La justice camerounaise s’est muée en un «instrument de règlement de comptes au service de certains», estime l’avocat Claude Assira Engouté dans une lettre ouverte au chef de l’Etat Paul Biya.
Indiquant avoir procédé à une démarche similaire, sous la forme conventionnelle depuis le 30 mai 2012 mais qui est restée sans suite, l'auxiliaire de justice explique avoir choisi cette forme d'interpellation du président de la République en désespoir de cause.
Pour lui, la justice de ce pays, qui a par ailleurs adhéré aux différentes Conventions consacrant et instituant l'indépendance de la magistrature comme un principe républicain sacré, est «devenue ferment de l'absurde, de l'incompréhension et de l'arbitraire que seule compte la condamnation de ceux qui sont désormais présentés à la vindicte», particulièrement dans les procès touchant de présumés d'atteintes à la fortune publique.
Les condamnations paraissent ainsi imposées d'avance, dictées par des paramètres étrangers aux griefs imputés aux personnes poursuivies, avec des personnes acquittées mais jamais remises en liberté, avec en prime des magistrats muselés ou indirectement sanctionnés pour avoir voulu faire correctement leur travail.
Pour Claude Assira Engouté, les règles élémentaires garantissant l'éthique et l'équité sont allègrement foulées aux pieds, de sorte que des magistrats ayant été les principaux accusateurs comme procureurs généraux de cour d'appel, se retrouvent à juger ceux qu'ils accusaient naguère.
Comment expliquer, écrit-il, que, lorsque la plus haute juridiction du pays qu'est la Cour suprême fait une proposition d'arrêt susceptible d'être favorable à un accusé, la machine et les moyens colossaux de l'Etat sont mis en œuvre pour empêcher cette occurrence ?
Cette façon de faire, constate-t-il «crée, et cela est perceptible, démotivation et auto-dévalorisation» chez les magistrats.
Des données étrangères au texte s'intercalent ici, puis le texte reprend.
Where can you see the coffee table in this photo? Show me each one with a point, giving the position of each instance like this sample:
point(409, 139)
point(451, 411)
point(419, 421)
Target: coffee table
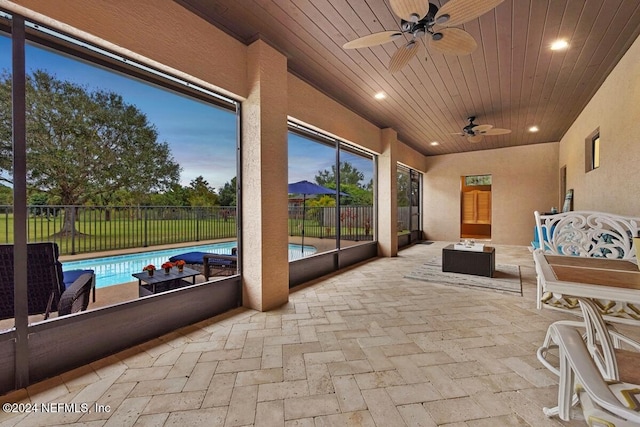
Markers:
point(174, 279)
point(479, 263)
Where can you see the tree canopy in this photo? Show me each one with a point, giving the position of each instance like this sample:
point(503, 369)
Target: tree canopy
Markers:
point(350, 183)
point(348, 175)
point(83, 143)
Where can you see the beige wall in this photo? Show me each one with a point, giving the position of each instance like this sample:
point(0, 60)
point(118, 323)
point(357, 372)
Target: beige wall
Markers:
point(615, 109)
point(524, 179)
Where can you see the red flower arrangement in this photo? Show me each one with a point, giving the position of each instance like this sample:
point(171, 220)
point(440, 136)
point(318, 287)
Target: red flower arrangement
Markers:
point(149, 269)
point(180, 264)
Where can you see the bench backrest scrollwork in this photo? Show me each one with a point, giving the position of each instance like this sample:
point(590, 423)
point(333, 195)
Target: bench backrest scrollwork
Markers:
point(587, 233)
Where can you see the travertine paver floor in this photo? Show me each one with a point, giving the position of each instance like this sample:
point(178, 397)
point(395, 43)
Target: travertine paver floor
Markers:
point(364, 347)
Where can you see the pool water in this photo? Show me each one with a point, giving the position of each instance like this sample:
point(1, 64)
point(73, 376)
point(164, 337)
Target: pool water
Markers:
point(114, 270)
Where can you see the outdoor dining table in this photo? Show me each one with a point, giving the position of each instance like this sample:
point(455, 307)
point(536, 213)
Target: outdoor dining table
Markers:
point(172, 279)
point(587, 277)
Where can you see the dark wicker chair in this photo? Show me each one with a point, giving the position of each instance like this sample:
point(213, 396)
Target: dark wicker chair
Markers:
point(45, 284)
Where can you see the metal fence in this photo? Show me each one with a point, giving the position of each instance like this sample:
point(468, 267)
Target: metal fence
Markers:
point(356, 222)
point(101, 228)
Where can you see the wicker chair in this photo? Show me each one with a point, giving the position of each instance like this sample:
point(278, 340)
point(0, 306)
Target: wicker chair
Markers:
point(46, 291)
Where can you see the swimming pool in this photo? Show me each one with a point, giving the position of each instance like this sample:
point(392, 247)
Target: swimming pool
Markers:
point(114, 270)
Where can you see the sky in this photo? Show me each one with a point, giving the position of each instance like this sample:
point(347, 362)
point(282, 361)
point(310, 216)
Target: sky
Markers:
point(201, 136)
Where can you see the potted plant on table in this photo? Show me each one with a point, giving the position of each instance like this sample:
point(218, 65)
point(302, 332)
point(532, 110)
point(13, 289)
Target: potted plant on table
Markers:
point(167, 267)
point(180, 264)
point(149, 269)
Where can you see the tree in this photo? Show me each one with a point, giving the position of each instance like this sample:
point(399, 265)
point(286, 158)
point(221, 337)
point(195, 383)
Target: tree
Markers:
point(348, 175)
point(6, 195)
point(403, 188)
point(83, 143)
point(201, 194)
point(228, 193)
point(350, 183)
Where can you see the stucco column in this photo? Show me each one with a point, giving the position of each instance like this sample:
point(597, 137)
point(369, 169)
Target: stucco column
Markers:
point(264, 180)
point(388, 194)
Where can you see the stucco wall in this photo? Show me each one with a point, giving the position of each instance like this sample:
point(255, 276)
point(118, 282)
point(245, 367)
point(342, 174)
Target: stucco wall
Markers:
point(615, 109)
point(524, 179)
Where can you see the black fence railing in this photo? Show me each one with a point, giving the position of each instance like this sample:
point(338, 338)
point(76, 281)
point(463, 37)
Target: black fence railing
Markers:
point(82, 229)
point(356, 222)
point(85, 229)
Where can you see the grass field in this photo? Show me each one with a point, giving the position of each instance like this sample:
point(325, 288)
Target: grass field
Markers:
point(98, 234)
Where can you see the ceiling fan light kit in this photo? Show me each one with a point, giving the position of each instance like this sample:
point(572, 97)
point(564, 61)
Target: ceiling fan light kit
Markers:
point(476, 133)
point(418, 18)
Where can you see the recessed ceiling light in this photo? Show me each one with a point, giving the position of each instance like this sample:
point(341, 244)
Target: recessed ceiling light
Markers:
point(559, 45)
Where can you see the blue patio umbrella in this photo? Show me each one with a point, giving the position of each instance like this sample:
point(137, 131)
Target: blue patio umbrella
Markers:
point(309, 188)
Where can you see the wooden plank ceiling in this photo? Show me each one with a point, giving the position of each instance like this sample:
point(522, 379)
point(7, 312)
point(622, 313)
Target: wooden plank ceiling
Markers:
point(513, 79)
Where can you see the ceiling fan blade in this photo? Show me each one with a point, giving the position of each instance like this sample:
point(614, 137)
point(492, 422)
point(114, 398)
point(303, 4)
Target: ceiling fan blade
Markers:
point(402, 56)
point(481, 128)
point(374, 39)
point(453, 41)
point(497, 131)
point(457, 12)
point(410, 10)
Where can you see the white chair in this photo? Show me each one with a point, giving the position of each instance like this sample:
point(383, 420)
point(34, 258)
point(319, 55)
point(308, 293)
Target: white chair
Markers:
point(602, 403)
point(591, 358)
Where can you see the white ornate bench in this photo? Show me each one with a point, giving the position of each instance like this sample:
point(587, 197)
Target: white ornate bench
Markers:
point(588, 234)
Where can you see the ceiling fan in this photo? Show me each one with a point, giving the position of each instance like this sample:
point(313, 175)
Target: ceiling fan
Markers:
point(475, 133)
point(419, 18)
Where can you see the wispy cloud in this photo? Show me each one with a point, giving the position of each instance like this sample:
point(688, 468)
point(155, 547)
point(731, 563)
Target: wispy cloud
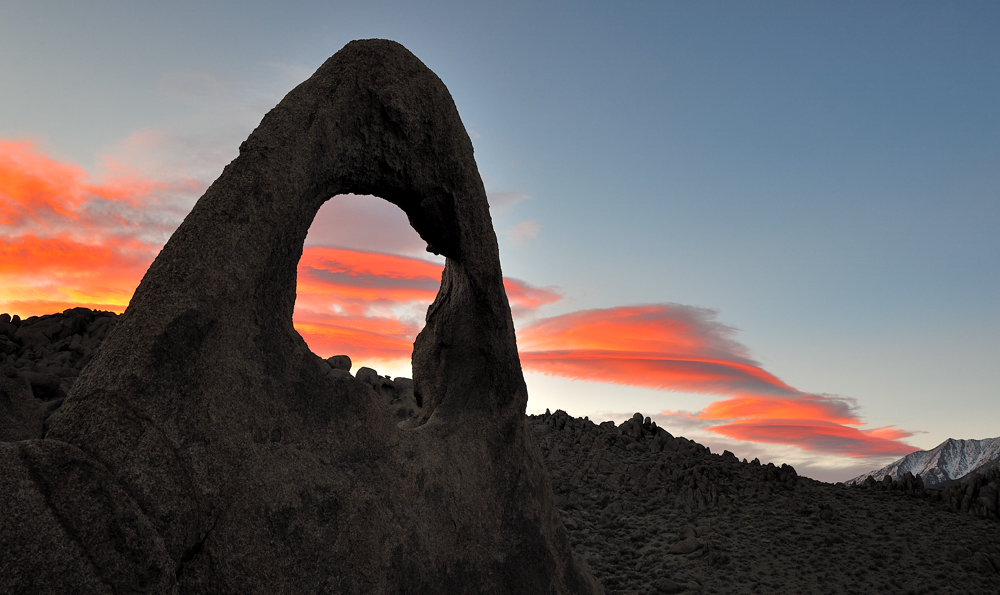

Pour lui, toutes ces anomalies sont caractéristiques d'injustice et de violence et constituent le ciment de la haine et de la discorde qui est en train de se mettre en place et dont le Cameroun risque de pâtir à l'instar de certains autres pays.
Lui-même fils d'un ancien haut magistrat, Claude Assira Engouté appelle le chef de l'Etat à œuvrer pour un retour à la justice juste et équitable pour que les institutions républicaines séculaires soient respectées, et que les auteurs de violations graves au bon fonctionnement des institutions «soient invités à respecter les décisions de l'autorité judiciaire».